Monday, July 17, 2006
Short-cutting intuition

Human beings like to think they are in control. Of their thoughts, of their lives, of their destiny, even of mother nature.

But the reality is that we are not in control. We can affect things, but we don't control them. We are actors in a sea of change, we can push and pull, or glide and float.

Yes, we have wonderful minds that can comprehend much in a flash of inspiration, or can learn every step of every scale. It seems we can master much. Or, if we restrict ourselves to a small part of the universe, it looks like we are in control.

Perhaps you understand music. Let's say you play piano, or guitar. You know that if you want THIS sound, you play a certain chord progression like so.... or perhaps you invent melodies in your mind, and they just flow out of your fingers on your instrument of choice. That is what it's like when I play guitar. That is the dream of so many musicians. Someone who can do this MUST be in control.
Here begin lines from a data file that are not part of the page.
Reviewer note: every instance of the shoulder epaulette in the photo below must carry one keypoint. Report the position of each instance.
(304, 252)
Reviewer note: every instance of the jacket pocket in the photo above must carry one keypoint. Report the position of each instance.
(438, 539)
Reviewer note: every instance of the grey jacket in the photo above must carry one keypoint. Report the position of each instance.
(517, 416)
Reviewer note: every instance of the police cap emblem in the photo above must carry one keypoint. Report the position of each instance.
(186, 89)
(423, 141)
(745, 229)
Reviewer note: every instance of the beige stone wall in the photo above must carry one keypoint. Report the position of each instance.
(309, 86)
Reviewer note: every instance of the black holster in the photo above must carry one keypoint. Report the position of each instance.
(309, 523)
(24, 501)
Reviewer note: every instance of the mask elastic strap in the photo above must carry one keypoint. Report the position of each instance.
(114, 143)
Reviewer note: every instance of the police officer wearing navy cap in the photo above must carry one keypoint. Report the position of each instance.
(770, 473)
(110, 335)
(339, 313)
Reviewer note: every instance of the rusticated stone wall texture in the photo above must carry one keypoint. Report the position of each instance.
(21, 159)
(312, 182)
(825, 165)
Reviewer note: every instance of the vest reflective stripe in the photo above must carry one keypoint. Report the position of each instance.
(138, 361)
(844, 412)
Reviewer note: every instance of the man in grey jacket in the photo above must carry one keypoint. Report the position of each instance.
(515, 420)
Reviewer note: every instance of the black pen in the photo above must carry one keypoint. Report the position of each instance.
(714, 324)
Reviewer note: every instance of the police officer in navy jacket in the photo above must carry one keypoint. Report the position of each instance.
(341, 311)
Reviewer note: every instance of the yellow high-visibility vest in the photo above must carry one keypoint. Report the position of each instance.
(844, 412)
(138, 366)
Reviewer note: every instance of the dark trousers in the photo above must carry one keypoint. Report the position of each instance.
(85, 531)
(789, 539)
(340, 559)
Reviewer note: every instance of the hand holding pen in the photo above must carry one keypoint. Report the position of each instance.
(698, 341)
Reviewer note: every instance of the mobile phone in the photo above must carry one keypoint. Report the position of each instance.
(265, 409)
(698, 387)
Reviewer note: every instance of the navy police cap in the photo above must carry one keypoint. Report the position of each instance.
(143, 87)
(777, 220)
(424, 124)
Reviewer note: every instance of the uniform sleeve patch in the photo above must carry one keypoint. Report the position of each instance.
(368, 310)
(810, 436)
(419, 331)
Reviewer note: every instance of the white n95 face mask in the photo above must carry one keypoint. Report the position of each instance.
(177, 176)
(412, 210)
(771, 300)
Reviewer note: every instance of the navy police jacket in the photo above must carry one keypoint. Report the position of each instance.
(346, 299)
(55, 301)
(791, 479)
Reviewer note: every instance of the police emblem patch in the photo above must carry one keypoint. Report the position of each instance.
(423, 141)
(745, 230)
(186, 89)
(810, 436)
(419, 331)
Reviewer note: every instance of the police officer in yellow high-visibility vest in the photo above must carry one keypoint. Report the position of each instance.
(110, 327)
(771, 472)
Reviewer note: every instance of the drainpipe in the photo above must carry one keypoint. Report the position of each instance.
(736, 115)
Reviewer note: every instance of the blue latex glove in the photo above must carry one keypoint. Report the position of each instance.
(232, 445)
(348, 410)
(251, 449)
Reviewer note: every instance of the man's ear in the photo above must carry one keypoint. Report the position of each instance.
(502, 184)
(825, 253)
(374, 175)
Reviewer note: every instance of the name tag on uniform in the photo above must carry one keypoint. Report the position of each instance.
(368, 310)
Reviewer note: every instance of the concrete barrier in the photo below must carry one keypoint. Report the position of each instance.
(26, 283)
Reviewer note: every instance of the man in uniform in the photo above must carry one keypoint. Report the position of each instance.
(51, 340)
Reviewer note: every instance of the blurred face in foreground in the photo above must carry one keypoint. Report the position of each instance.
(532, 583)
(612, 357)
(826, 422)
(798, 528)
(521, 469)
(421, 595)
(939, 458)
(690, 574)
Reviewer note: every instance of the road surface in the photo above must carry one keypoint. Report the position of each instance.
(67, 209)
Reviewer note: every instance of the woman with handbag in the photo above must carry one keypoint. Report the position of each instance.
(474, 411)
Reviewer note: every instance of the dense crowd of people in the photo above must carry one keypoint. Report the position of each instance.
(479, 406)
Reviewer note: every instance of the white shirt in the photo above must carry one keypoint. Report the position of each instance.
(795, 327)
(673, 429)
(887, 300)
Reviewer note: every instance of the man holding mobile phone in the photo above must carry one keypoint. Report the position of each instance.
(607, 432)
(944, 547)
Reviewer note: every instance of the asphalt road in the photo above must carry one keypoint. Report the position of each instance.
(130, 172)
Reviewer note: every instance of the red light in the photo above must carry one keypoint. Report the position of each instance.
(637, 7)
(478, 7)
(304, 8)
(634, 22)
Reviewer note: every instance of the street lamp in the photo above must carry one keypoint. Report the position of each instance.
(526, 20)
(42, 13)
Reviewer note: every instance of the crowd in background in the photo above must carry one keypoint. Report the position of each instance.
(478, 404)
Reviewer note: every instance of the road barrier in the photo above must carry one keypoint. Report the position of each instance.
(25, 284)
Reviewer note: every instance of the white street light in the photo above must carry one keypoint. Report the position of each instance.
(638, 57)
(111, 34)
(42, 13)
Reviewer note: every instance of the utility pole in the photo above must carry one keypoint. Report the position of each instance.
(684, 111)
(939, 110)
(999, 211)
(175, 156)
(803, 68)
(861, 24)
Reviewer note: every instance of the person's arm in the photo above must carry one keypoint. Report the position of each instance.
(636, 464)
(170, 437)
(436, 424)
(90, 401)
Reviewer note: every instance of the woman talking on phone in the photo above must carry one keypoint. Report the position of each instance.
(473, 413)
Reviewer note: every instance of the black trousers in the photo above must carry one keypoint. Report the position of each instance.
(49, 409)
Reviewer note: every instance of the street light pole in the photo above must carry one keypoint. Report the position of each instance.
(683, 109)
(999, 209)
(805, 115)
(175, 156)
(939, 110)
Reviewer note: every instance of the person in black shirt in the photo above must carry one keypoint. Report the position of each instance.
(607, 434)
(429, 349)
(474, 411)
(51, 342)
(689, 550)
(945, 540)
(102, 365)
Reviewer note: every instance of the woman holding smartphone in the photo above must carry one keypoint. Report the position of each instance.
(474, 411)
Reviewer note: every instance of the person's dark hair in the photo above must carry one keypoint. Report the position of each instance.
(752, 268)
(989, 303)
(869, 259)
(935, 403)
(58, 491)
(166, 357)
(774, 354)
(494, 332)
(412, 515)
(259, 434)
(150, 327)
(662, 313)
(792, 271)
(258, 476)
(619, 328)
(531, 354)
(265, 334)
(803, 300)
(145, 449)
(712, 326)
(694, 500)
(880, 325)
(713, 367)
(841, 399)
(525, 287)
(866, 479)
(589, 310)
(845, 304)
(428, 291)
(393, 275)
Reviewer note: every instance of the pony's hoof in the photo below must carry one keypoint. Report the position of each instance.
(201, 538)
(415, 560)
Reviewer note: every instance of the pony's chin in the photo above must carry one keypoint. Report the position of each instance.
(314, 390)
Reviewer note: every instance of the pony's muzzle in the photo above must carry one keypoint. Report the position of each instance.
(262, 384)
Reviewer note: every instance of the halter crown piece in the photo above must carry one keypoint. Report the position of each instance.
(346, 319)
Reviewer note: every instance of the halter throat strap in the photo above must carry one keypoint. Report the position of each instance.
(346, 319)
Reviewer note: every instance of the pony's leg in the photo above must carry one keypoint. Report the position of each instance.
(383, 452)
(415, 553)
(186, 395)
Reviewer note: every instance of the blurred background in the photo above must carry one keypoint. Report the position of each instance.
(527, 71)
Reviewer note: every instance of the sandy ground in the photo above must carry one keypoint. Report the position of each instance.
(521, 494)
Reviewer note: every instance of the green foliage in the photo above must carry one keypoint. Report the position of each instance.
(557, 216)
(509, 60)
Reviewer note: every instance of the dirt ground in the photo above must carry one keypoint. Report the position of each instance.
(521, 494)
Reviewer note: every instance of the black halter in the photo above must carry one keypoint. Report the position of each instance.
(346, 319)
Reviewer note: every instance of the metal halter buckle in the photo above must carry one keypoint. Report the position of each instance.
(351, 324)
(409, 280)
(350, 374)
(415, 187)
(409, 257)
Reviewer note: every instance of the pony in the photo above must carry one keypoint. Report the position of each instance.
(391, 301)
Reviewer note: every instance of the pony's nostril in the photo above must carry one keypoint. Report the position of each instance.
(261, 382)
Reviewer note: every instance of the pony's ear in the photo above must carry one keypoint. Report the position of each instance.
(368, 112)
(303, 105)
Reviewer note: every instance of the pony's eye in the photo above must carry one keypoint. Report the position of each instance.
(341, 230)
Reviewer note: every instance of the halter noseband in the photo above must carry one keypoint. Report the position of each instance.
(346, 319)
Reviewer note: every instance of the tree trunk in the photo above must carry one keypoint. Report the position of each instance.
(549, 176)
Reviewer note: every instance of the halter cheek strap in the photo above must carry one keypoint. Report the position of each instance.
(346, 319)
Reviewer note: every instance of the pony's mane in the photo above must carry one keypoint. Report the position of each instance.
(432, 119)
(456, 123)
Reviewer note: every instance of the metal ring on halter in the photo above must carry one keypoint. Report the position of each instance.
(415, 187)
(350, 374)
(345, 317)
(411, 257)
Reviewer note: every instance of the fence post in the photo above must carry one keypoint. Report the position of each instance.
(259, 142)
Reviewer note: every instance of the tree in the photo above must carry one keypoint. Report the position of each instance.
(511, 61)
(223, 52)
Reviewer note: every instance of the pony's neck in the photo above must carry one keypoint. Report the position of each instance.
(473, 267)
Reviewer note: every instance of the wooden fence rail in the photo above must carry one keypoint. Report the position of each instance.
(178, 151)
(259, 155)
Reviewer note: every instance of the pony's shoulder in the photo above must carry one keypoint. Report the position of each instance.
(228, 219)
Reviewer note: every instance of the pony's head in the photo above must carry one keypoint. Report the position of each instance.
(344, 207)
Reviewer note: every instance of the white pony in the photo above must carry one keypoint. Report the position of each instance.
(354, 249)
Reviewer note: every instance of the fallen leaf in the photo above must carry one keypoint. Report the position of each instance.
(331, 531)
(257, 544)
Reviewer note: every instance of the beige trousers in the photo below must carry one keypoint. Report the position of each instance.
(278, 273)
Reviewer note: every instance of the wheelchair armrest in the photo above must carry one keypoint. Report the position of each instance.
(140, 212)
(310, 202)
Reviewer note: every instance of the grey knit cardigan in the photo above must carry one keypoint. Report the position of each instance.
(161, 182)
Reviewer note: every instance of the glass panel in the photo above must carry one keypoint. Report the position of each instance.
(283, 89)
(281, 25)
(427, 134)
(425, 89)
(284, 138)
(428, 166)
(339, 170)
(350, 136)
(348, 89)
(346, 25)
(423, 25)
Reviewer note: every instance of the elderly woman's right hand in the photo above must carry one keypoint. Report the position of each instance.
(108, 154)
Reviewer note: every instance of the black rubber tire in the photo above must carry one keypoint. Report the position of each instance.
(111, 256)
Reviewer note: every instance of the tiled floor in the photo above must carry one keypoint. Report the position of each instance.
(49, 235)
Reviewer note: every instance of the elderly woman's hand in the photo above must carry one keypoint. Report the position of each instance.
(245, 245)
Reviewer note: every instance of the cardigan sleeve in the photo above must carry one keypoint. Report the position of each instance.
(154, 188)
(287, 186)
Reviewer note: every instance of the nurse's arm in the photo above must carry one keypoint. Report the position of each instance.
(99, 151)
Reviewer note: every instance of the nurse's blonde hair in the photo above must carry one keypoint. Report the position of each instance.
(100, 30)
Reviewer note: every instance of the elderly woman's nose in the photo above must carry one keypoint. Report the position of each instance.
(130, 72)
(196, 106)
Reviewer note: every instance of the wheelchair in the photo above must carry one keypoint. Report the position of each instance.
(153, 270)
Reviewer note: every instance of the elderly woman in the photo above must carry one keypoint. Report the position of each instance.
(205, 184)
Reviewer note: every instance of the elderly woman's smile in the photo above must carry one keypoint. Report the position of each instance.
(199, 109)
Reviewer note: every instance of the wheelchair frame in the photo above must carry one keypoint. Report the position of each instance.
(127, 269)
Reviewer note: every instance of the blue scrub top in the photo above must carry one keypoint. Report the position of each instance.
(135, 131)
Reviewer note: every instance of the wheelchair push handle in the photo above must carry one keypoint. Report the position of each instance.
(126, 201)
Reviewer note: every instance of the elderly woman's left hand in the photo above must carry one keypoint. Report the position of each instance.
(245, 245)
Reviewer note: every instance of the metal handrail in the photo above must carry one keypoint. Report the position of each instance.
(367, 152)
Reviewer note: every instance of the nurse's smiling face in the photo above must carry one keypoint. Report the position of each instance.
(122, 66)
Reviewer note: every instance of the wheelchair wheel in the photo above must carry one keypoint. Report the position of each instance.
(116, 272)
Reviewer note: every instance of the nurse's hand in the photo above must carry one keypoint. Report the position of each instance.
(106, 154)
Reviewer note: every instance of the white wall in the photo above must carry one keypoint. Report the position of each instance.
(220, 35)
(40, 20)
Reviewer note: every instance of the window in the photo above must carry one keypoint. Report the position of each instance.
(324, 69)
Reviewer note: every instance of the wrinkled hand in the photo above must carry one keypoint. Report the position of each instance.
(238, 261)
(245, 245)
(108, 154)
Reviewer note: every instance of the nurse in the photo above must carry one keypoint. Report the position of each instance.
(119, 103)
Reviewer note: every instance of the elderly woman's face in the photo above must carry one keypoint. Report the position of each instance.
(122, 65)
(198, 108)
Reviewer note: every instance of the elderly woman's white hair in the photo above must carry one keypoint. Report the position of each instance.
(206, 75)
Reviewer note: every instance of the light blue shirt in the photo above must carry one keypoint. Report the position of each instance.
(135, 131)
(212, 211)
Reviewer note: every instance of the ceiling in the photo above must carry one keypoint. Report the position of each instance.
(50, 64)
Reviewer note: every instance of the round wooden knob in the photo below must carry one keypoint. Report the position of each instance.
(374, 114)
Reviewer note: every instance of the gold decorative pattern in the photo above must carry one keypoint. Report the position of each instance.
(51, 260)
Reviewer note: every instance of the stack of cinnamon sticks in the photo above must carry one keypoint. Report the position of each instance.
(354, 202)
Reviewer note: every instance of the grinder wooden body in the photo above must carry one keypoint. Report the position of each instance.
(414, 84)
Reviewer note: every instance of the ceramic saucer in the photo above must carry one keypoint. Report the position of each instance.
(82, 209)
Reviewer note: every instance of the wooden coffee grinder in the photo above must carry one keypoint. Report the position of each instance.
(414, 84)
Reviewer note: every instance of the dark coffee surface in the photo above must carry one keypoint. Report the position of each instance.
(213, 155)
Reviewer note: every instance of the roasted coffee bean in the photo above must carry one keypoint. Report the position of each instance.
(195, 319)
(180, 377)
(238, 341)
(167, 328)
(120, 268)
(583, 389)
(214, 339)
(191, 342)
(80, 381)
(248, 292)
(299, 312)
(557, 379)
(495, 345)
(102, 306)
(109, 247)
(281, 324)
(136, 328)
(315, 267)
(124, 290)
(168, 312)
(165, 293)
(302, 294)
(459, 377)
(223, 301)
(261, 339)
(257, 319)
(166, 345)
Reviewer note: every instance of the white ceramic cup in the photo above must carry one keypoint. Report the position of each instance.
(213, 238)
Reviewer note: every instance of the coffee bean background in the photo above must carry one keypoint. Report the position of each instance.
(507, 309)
Now, pick up the kalimba. For most people, control just went out the window! Even though it is intellectually simple to grasp the note layout, to get your thumbs to obey your higher mind is another matter. For most people, their old intuition no longer works when they play kalimba.

You must approach this simple instrument as something totally new. You must invent a new intuition for this instrument. Your old pathways and ruts are no longer valid. Open yourself up to chance, to the unknown, and in that space beyond where your competence ends, be open to something beyond you coming in to fill the void.

And, if you are NOT a maestro on some other instrument, guess what? It doesn't matter! You are approaching this instrument the same way as all maestros: as a beginner. When we approach something with a beginner's mind, we are standing in a place where we can actually see.

If you don't know the book "Zen Mind, Beginner's Mind", by Shunryo Suzuki, it is well worth checking out.